Suggestions for overcoming retrospective jealousy
To eliminate such negative feelings, whether the jealousy is manifested on the part of your partner or yourself, think about the following:
Recognize that your jealousy is out of proportion and irrational: You should realize that your partner, like yourself, had an emotional life before you met. Consequently, you don’t have to react or make any demands of them. Try to analyze the situation objectively and figure out where the jealous feelings are coming from.
Use empathy: Imagine yourself in their situation. Consider how you would feel if they asked you for explanations about your previous relationships. Imagine how you would react if they accused you unjustly. This will help you focus on your partner and how upset they are to experience this situation.

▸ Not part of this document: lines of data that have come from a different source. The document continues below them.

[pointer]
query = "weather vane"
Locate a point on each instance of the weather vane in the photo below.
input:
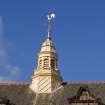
(50, 17)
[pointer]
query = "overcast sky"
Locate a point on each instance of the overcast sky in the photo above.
(78, 32)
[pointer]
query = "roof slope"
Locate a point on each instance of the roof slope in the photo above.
(69, 90)
(17, 93)
(21, 94)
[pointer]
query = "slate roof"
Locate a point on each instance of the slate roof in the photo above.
(17, 93)
(21, 94)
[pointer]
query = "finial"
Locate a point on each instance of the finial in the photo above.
(50, 17)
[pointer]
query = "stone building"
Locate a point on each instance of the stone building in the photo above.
(47, 86)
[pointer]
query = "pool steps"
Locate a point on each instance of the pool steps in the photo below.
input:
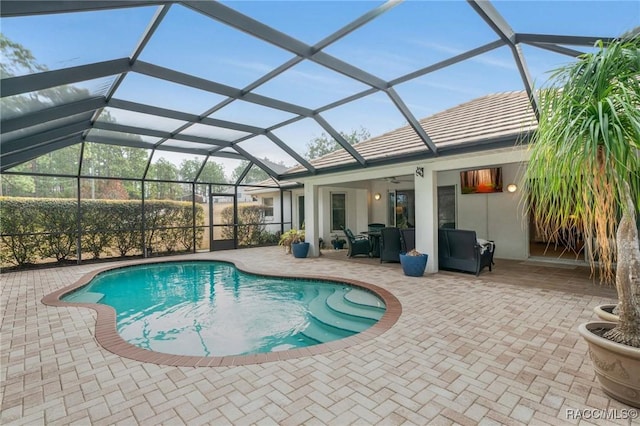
(84, 297)
(338, 302)
(333, 316)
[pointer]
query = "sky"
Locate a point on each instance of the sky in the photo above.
(410, 36)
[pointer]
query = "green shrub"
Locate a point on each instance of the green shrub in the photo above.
(35, 229)
(251, 224)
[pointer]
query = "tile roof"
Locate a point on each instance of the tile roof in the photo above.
(484, 119)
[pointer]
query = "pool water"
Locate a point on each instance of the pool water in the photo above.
(213, 309)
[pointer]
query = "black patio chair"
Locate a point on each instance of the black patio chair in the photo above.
(376, 227)
(358, 245)
(390, 245)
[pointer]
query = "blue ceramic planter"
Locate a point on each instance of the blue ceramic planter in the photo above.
(300, 250)
(413, 266)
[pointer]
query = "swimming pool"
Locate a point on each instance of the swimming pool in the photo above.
(212, 309)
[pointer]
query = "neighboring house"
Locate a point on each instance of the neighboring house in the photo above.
(425, 192)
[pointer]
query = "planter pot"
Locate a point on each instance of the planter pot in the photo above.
(413, 266)
(605, 312)
(300, 250)
(617, 366)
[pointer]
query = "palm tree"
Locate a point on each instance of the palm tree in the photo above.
(584, 169)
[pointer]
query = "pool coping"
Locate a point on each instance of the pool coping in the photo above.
(107, 335)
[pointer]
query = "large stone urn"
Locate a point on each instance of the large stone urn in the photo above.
(617, 366)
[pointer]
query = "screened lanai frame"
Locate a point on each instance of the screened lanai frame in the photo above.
(189, 131)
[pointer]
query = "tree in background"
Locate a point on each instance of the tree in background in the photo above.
(324, 144)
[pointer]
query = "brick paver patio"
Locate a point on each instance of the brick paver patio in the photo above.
(501, 348)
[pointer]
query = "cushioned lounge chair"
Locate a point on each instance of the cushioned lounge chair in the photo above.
(358, 245)
(390, 245)
(459, 250)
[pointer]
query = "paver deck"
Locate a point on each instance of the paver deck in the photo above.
(501, 348)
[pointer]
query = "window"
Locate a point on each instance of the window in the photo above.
(338, 211)
(267, 203)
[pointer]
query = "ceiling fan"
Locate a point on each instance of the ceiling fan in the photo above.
(393, 180)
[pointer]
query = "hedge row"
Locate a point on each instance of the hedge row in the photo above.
(251, 226)
(35, 229)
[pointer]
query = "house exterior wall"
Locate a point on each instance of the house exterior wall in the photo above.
(498, 216)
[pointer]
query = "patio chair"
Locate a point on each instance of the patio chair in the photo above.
(358, 244)
(390, 245)
(408, 239)
(460, 250)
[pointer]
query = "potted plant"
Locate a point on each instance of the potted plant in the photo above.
(413, 263)
(287, 238)
(583, 173)
(299, 247)
(337, 242)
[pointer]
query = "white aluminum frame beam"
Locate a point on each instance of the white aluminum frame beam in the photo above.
(13, 8)
(47, 79)
(53, 113)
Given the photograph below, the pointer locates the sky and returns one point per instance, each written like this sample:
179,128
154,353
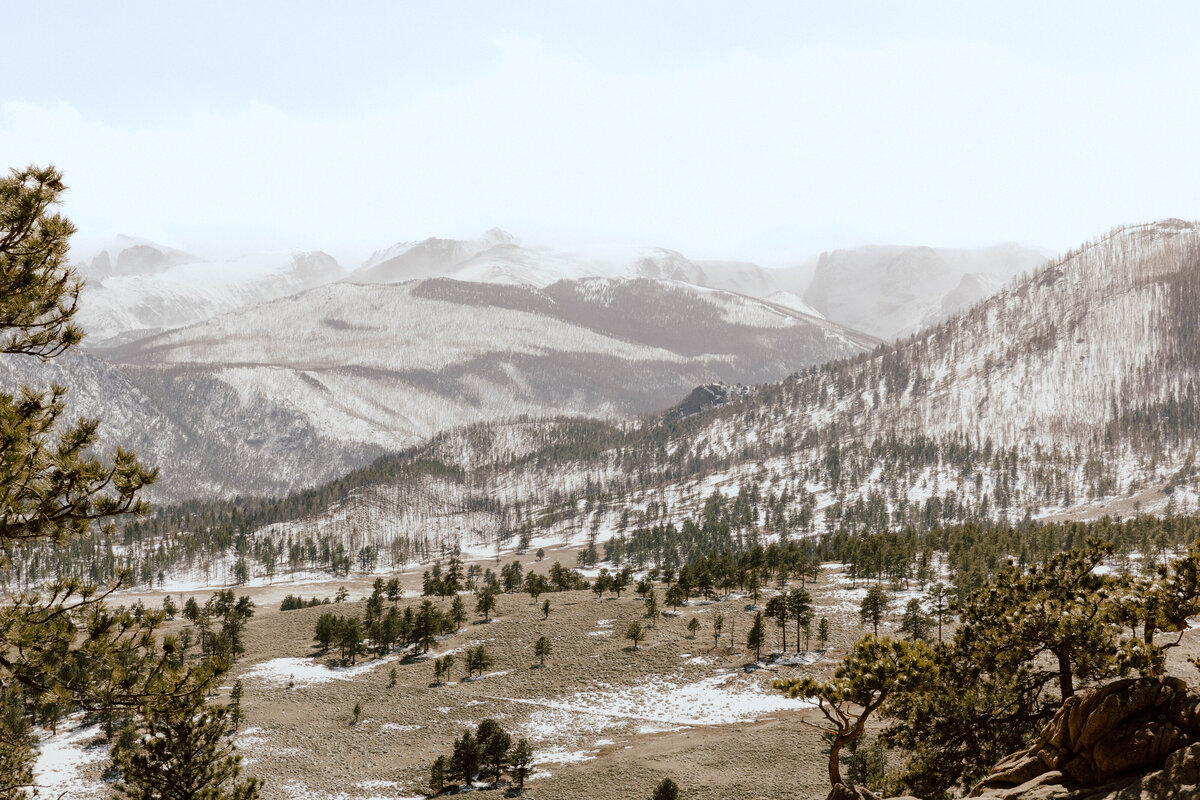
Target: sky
753,131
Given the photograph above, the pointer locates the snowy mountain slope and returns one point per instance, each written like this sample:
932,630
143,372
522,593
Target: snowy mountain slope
1065,392
288,392
132,256
893,292
145,288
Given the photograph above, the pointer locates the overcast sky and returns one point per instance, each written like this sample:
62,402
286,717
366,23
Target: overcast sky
754,131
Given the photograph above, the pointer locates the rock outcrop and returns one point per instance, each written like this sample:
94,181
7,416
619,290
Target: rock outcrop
1131,739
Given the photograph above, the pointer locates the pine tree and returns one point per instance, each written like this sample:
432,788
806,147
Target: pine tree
916,621
541,649
73,650
756,637
778,609
874,606
457,612
485,603
864,680
235,696
438,774
183,755
520,759
666,791
466,757
799,605
635,633
940,606
493,746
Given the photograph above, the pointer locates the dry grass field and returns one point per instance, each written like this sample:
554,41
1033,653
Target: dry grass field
606,721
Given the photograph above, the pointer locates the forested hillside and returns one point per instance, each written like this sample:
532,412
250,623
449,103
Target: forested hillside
1068,390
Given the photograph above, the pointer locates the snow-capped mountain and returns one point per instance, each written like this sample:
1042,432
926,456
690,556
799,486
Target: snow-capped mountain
1072,391
135,288
283,394
893,292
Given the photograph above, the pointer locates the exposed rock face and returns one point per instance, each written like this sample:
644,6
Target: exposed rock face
1131,739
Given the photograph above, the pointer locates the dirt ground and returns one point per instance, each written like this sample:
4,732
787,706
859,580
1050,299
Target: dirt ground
303,741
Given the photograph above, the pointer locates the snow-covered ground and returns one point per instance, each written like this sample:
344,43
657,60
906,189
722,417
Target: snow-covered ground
569,728
61,758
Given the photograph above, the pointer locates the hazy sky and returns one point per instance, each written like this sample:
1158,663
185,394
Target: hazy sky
737,130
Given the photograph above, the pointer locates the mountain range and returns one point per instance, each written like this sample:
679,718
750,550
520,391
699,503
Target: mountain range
1069,392
269,373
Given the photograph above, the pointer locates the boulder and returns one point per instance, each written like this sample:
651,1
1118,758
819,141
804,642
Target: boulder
1131,739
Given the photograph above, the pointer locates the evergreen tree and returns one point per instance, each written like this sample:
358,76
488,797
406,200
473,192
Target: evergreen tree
635,633
875,606
438,774
234,713
778,609
864,680
666,791
799,605
916,621
466,757
485,603
493,746
183,755
541,649
457,612
676,596
63,647
940,606
756,637
520,761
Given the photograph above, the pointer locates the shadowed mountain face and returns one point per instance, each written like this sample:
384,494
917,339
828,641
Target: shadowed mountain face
288,392
1069,390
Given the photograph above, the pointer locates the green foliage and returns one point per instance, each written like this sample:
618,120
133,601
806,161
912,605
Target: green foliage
520,759
541,649
862,683
875,606
493,746
756,637
490,745
183,755
635,632
64,648
485,602
915,623
666,789
439,773
1020,648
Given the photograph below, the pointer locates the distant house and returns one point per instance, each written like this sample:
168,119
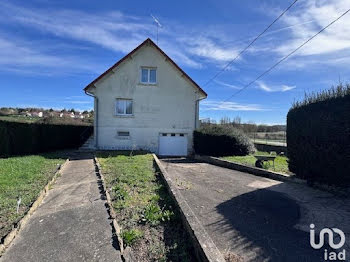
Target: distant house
145,101
37,114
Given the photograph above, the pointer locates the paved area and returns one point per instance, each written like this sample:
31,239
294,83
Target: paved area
255,218
72,223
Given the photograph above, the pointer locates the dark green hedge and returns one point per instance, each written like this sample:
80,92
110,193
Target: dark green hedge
318,139
29,138
221,140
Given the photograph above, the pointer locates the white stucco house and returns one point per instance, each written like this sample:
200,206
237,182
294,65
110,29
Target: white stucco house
145,101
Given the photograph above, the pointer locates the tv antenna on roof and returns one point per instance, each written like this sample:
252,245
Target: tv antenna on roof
157,23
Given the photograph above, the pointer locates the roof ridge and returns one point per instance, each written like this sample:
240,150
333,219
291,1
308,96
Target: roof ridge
149,40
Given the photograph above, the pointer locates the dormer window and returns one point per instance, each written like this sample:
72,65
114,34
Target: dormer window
148,75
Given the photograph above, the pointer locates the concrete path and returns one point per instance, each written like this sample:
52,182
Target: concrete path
251,218
72,223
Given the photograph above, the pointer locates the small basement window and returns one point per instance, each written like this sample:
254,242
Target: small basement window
123,133
148,75
123,107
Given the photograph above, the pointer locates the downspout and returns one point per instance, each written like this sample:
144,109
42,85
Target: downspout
196,113
95,117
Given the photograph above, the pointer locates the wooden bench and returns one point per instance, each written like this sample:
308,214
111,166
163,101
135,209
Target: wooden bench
261,159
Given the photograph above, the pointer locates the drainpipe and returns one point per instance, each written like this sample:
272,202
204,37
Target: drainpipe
95,117
196,112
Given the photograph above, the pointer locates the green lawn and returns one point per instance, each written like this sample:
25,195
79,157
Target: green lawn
145,211
24,177
281,164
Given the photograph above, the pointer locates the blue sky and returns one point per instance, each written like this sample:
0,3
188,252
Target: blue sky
50,50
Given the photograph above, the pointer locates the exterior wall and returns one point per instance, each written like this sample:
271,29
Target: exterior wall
167,107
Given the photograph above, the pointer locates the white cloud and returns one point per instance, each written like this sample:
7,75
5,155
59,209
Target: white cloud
122,33
207,48
336,38
274,88
214,105
110,30
226,84
17,55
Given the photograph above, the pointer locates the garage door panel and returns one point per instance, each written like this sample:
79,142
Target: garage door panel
173,145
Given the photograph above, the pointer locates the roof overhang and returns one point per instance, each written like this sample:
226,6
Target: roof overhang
149,42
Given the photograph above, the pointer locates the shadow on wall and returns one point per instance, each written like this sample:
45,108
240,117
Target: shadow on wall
265,219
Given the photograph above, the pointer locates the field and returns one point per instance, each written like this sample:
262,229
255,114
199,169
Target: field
273,138
281,164
150,223
23,177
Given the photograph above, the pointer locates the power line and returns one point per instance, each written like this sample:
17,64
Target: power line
250,44
284,58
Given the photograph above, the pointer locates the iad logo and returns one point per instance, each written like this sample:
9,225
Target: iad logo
333,255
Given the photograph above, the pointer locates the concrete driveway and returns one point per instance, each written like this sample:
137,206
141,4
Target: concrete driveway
258,219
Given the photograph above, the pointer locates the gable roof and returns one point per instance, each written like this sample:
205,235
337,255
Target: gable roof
147,41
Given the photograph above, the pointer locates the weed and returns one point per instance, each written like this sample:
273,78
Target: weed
153,214
131,236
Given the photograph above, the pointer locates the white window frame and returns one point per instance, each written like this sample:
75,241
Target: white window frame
124,113
148,75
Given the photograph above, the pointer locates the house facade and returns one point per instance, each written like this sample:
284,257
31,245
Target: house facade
145,101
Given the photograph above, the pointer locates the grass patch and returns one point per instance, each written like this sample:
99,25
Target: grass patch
23,177
281,164
149,220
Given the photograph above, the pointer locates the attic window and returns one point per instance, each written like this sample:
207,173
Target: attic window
148,75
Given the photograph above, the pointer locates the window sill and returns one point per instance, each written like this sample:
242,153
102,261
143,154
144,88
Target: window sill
124,116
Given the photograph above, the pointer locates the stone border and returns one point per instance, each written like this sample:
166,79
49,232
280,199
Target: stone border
124,253
204,246
248,169
7,240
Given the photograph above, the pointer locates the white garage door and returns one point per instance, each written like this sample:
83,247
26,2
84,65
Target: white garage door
172,144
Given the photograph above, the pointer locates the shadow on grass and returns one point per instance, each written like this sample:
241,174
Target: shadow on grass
265,219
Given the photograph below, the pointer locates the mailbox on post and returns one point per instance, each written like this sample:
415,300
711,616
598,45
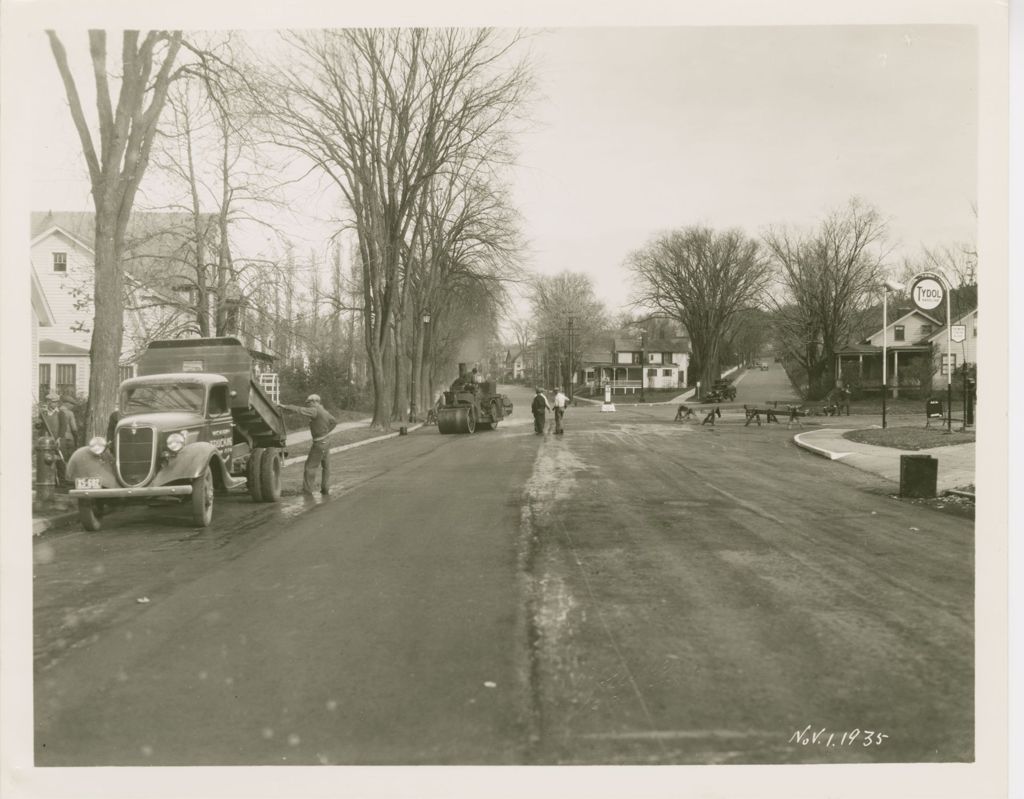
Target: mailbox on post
918,476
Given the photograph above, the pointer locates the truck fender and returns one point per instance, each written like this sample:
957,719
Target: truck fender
84,463
189,463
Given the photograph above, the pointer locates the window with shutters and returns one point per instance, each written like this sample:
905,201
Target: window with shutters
44,380
67,384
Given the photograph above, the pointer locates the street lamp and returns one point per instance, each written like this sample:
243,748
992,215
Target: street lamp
643,364
888,286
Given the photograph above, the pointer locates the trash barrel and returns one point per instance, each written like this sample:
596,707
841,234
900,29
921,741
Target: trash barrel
918,475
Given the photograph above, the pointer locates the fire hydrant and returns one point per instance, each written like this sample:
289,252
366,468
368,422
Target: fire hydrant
46,469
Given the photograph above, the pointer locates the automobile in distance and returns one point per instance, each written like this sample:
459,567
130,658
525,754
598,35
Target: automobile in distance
195,423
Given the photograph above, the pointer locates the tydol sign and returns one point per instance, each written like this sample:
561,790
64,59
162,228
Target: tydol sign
927,293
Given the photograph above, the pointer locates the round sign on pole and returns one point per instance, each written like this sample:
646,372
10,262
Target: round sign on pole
927,293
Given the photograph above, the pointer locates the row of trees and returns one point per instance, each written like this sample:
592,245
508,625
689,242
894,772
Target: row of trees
805,294
414,128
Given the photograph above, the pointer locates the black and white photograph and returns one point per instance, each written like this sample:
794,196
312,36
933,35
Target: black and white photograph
577,402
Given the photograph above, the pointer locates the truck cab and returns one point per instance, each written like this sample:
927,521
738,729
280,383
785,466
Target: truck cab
186,434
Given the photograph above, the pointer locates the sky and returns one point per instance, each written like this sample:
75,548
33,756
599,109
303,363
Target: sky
642,130
633,131
636,130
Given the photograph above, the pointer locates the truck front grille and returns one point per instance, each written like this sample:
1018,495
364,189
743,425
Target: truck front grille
136,454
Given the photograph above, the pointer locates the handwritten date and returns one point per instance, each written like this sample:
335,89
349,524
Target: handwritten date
827,738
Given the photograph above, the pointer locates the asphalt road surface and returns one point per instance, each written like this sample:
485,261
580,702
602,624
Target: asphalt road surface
636,591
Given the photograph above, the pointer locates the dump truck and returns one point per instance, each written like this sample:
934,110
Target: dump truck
469,405
193,424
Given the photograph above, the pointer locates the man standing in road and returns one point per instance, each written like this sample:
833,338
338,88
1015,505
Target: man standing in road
321,424
57,422
540,407
561,403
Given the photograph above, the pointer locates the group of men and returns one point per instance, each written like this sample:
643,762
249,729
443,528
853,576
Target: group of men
541,406
57,422
318,459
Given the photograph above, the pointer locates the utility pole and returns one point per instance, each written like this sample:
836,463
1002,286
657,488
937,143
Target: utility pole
643,364
571,372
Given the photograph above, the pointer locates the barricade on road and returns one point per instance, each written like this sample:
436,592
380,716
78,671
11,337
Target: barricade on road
755,414
714,412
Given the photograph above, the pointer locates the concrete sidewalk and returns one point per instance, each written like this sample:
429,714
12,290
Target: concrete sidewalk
956,462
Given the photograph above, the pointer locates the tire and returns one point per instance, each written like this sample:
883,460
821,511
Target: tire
202,498
253,472
269,475
90,513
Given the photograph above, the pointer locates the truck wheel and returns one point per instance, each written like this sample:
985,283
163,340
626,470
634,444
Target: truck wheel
89,513
269,474
253,474
202,499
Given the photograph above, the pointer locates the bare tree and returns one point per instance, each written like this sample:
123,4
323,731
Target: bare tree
706,280
567,318
210,152
827,278
381,113
126,132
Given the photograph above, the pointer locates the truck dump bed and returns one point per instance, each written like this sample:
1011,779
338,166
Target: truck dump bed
251,408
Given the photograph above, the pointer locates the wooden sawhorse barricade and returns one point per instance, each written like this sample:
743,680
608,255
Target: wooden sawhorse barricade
685,413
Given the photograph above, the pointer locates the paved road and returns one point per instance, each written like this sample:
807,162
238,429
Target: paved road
636,591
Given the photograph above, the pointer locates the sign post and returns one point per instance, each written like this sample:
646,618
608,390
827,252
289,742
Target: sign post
928,291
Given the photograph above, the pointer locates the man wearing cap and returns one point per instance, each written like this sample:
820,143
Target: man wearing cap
58,423
321,424
540,407
561,403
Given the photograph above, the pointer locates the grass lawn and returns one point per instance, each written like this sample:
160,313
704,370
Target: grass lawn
909,437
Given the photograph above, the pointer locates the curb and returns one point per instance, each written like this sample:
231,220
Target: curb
345,447
833,456
44,524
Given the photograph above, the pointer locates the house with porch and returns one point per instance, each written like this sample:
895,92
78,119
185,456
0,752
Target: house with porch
626,365
908,340
42,317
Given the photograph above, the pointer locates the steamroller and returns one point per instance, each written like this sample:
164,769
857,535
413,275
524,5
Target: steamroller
469,406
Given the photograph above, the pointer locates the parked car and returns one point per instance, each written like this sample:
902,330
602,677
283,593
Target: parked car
194,423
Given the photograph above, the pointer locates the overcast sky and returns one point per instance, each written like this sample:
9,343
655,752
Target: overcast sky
640,130
637,130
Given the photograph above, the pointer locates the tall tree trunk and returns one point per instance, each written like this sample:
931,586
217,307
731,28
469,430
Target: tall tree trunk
108,330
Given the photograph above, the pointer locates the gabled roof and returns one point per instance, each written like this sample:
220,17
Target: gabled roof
941,332
39,302
678,344
898,320
49,347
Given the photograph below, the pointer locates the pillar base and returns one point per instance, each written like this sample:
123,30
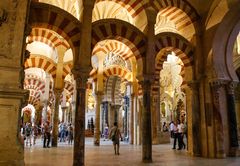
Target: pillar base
12,162
96,143
147,160
220,155
234,152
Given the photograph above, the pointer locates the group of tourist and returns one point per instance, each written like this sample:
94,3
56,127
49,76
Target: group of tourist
178,130
30,133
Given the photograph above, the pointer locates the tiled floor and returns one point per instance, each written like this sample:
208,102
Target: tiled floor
130,155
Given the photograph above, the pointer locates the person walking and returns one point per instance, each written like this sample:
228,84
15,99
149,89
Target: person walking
175,134
114,135
47,135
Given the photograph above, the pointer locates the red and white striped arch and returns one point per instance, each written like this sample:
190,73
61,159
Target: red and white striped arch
69,87
176,43
46,36
170,42
117,71
34,97
57,20
67,67
181,12
32,83
93,74
42,62
69,6
120,31
134,7
116,47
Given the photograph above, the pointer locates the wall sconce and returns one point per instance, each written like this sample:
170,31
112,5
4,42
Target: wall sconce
3,16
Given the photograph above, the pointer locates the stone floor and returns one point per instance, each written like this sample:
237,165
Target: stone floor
130,155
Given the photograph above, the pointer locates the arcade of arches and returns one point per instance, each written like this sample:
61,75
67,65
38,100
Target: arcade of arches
137,62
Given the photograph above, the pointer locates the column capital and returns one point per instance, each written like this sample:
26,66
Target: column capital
88,3
194,85
217,83
57,91
151,15
231,87
81,76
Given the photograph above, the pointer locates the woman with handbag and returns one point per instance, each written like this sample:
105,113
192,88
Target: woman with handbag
114,135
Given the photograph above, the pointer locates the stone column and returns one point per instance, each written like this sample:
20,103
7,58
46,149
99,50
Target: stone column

Other areas of your reactions to consider
Focus on the present: Your suffering is a product of your own thoughts about the past. The situations you’re feeling anxious and angry about actually never involved you. Realize that you didn’t know your partner at that time. So, when your thoughts start to fixate on past events bring them into the present.
Try to focus on the moment instead, in what’s happening now. Something else that will help you is to practice meditation, to gain the ability to anchor your mind in the moment.
Communicate: Tell your partner how you feel, but not by complaining. Express what drives you to the jealous reactions and tell your partner how you want to eliminate them. That way, you will keep the lines of communication open.
Definitively, retrospective jealousy affects the life of the couple, damaging their relationship and it can often spiral out of control and destroy the relationship completely.
Finally, if you don’t achieve what you want by following this advice, seek out professional help. Certainly, by seeking therapeutic treatment and adopting a will to improve, you can overcome this.